Metrics
The ComUnity Platform's metrics functionality is a crucial component for monitoring your project's performance, providing an in-depth view of various operational aspects through the Metrics dashboard.
The ComUnity Platform’s metrics functionality is a crucial component for monitoring your project’s performance, providing an in-depth view of various operational aspects through the Metrics dashboard. This dashboard presents critical data points and trends that are vital for maintaining and optimising your project’s health and performance.
The Metrics dashboard is one of four core components of the ComUnity Platform’s Observability framework, alongside Traces, Client Analytics and Logs.
While metrics focus on system performance, traces provide detailed request-level insights, and client analytics capture user behaviour and interaction data.
Key Benefits
Comprehensive Performance Monitoring: Gain insights into key performance indicators such as server response times, enabling you to detect and address performance issues proactively.
Informed Decision-Making: Leverage detailed metrics to make informed decisions, ensuring your project's resources are optimised for peak performance.
Enhanced System Reliability: Monitor system health and performance trends over time, aiding in the prevention of potential issues and ensuring system stability.
Detailed Insights Available on the Metrics Dashboard
Server Response Time: This graph provides a real-time view of your server's response times, helping you identify trends and potential performance bottlenecks.
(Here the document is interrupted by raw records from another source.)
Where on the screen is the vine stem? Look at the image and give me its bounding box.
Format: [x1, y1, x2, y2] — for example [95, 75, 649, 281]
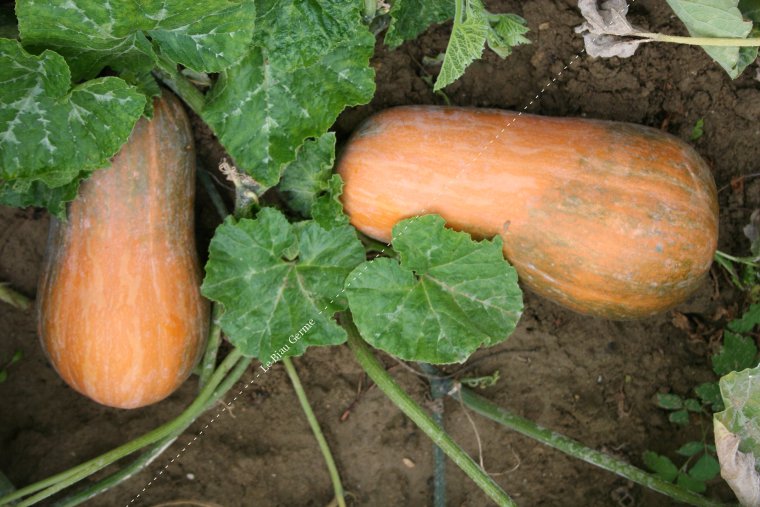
[0, 349, 250, 507]
[198, 302, 223, 390]
[443, 379, 724, 507]
[344, 324, 516, 507]
[153, 54, 206, 116]
[631, 32, 760, 47]
[54, 359, 250, 507]
[282, 357, 346, 507]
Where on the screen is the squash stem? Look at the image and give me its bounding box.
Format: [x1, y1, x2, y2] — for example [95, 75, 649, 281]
[440, 379, 723, 507]
[420, 363, 446, 507]
[345, 318, 516, 507]
[0, 349, 250, 507]
[153, 54, 206, 116]
[198, 303, 223, 390]
[54, 359, 249, 507]
[631, 32, 760, 47]
[282, 357, 346, 507]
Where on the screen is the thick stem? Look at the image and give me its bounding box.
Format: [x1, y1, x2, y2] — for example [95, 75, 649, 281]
[346, 326, 516, 506]
[55, 359, 250, 507]
[0, 349, 249, 507]
[420, 363, 446, 507]
[446, 380, 723, 507]
[198, 303, 223, 389]
[632, 32, 760, 47]
[282, 357, 346, 507]
[153, 55, 206, 116]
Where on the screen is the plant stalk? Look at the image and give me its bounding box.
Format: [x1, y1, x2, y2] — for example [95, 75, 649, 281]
[198, 303, 223, 390]
[153, 55, 206, 116]
[0, 349, 250, 507]
[631, 32, 760, 47]
[282, 357, 346, 507]
[444, 380, 723, 507]
[346, 324, 516, 507]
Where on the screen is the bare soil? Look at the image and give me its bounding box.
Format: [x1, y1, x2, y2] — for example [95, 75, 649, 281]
[0, 0, 760, 507]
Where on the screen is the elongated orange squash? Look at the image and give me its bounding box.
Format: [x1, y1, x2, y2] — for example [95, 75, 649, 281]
[38, 91, 208, 408]
[338, 106, 718, 319]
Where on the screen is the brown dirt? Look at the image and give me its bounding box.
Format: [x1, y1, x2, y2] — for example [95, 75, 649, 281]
[0, 0, 760, 507]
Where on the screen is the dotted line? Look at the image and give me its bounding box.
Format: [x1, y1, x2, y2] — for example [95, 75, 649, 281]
[126, 0, 636, 500]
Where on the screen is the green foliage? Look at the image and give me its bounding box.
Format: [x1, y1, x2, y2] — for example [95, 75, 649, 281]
[689, 118, 705, 142]
[16, 0, 255, 81]
[644, 450, 720, 493]
[0, 39, 145, 211]
[385, 0, 454, 48]
[667, 0, 757, 78]
[433, 0, 530, 91]
[202, 208, 364, 362]
[202, 0, 375, 187]
[346, 215, 522, 363]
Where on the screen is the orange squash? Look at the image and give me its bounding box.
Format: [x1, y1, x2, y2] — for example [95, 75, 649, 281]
[338, 106, 718, 319]
[37, 91, 208, 408]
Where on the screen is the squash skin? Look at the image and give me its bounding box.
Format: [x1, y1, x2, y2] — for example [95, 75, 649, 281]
[338, 106, 718, 320]
[37, 91, 209, 408]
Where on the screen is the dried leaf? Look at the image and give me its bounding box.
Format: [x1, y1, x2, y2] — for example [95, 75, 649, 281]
[714, 419, 760, 507]
[575, 0, 651, 58]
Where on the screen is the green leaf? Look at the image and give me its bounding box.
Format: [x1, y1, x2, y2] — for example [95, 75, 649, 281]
[712, 331, 757, 375]
[684, 398, 702, 412]
[433, 0, 489, 91]
[668, 409, 689, 426]
[385, 0, 454, 48]
[279, 132, 335, 217]
[486, 14, 530, 58]
[0, 176, 89, 219]
[346, 215, 522, 363]
[657, 393, 683, 410]
[728, 303, 760, 333]
[16, 0, 255, 81]
[714, 366, 760, 457]
[676, 473, 707, 493]
[689, 118, 705, 142]
[694, 382, 723, 412]
[311, 174, 348, 231]
[0, 39, 145, 192]
[644, 451, 678, 482]
[202, 208, 364, 362]
[203, 0, 375, 187]
[667, 0, 757, 79]
[676, 442, 705, 458]
[689, 454, 720, 481]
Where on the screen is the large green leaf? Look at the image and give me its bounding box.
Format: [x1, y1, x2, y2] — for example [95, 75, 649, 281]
[16, 0, 255, 81]
[202, 208, 364, 362]
[346, 215, 522, 363]
[714, 366, 760, 458]
[667, 0, 757, 78]
[433, 0, 530, 90]
[203, 0, 375, 187]
[0, 39, 145, 191]
[385, 0, 454, 48]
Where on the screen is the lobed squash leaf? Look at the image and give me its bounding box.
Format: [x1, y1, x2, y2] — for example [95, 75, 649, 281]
[16, 0, 255, 81]
[346, 215, 523, 363]
[667, 0, 757, 78]
[0, 39, 145, 212]
[433, 0, 530, 91]
[385, 0, 454, 48]
[202, 0, 375, 187]
[202, 208, 364, 362]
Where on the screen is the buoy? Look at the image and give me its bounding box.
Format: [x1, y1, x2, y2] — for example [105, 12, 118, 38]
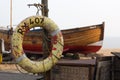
[11, 16, 64, 73]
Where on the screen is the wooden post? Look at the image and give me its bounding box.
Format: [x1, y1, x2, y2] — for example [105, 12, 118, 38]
[41, 0, 51, 80]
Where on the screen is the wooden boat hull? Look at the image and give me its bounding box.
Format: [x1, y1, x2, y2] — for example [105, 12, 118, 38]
[23, 23, 104, 54]
[0, 23, 104, 54]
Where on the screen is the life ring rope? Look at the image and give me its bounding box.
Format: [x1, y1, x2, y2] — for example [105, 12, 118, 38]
[11, 16, 64, 73]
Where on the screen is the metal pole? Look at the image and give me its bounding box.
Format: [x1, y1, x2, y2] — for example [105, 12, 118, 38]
[41, 0, 51, 80]
[10, 0, 12, 28]
[41, 0, 49, 17]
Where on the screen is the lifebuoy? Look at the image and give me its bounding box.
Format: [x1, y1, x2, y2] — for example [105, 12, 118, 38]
[11, 16, 64, 73]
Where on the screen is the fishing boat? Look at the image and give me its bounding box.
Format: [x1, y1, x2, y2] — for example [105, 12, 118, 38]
[23, 23, 104, 54]
[0, 23, 104, 57]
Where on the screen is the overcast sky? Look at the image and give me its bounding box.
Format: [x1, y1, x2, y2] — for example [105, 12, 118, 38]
[0, 0, 120, 37]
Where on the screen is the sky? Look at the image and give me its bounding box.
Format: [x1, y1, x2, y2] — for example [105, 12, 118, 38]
[0, 0, 120, 37]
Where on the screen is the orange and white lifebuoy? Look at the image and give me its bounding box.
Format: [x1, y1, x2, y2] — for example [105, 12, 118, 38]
[11, 16, 64, 73]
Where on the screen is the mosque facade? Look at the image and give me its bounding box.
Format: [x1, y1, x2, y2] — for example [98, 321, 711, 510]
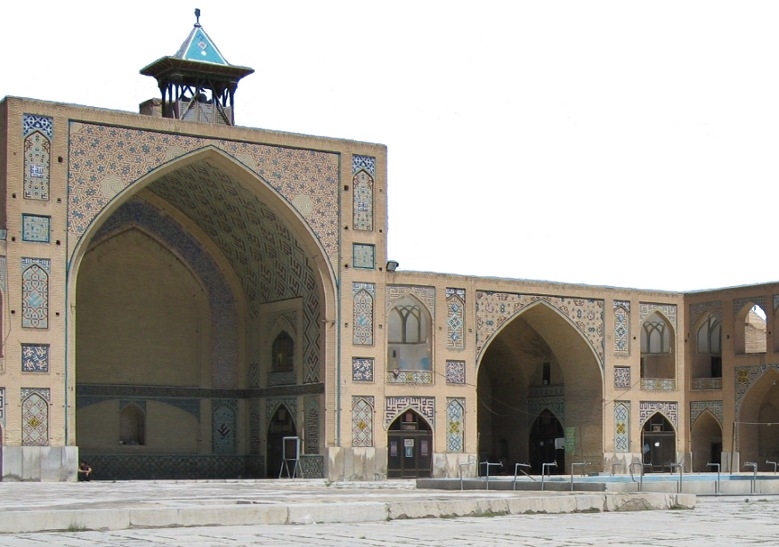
[0, 17, 779, 481]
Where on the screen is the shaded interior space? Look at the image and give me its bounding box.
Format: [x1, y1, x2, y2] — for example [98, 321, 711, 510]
[690, 410, 722, 473]
[477, 303, 603, 474]
[74, 152, 328, 479]
[733, 302, 768, 354]
[641, 312, 676, 391]
[641, 412, 679, 473]
[692, 314, 722, 389]
[736, 368, 779, 471]
[387, 409, 433, 479]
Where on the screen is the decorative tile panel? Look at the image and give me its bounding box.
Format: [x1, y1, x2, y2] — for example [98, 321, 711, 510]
[211, 399, 238, 455]
[352, 396, 375, 446]
[22, 214, 51, 243]
[22, 258, 50, 329]
[352, 156, 376, 231]
[21, 387, 51, 446]
[690, 401, 725, 431]
[352, 283, 376, 346]
[446, 287, 465, 349]
[384, 397, 435, 429]
[352, 357, 373, 382]
[446, 361, 465, 384]
[476, 291, 604, 367]
[387, 370, 433, 384]
[22, 344, 49, 372]
[638, 302, 678, 332]
[638, 401, 679, 430]
[352, 243, 376, 270]
[689, 300, 722, 329]
[614, 367, 633, 389]
[614, 401, 630, 452]
[614, 300, 630, 355]
[446, 397, 465, 452]
[22, 114, 53, 200]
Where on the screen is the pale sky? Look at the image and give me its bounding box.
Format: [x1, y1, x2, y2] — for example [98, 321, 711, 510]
[0, 0, 779, 290]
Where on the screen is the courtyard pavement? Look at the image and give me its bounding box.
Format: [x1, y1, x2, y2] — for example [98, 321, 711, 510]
[6, 480, 779, 547]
Concurrent Responses: Monitor the number of concurrent responses your server is handling to understand the load and performance under various conditions.
Accumulative Users: Track the growth of user engagement by viewing the cumulative number of users interacting with your project over time.
Requests per Day (7 Days): Analyse the daily request volume over a week to identify usage patterns, peak times, and potential stress points on your infrastructure.
Accessing Your Project's Metrics Dashboard
By default, the Metrics dashboard includes a set of standard panels that provide insights such as cumulative users and system performance statistics.
The available dashboards may change over time as new metrics are introduced or existing ones are refined. Some metrics may be temporarily disabled to reduce data noise or improve performance.
Metrics are configured and visualised through Grafana.
The default dashboards are automatically generated, but additional or customised dashboards can be created directly in Grafana where access permissions allow.
In shared or hosted environments, users may not have rights to modify or add dashboards.
Alerts can be configured in Grafana to notify your team when key thresholds are reached, for example, when disk usage or response times exceed defined limits.
Future updates will expand available dashboards and may allow users to select or configure which metrics are displayed directly within the platform.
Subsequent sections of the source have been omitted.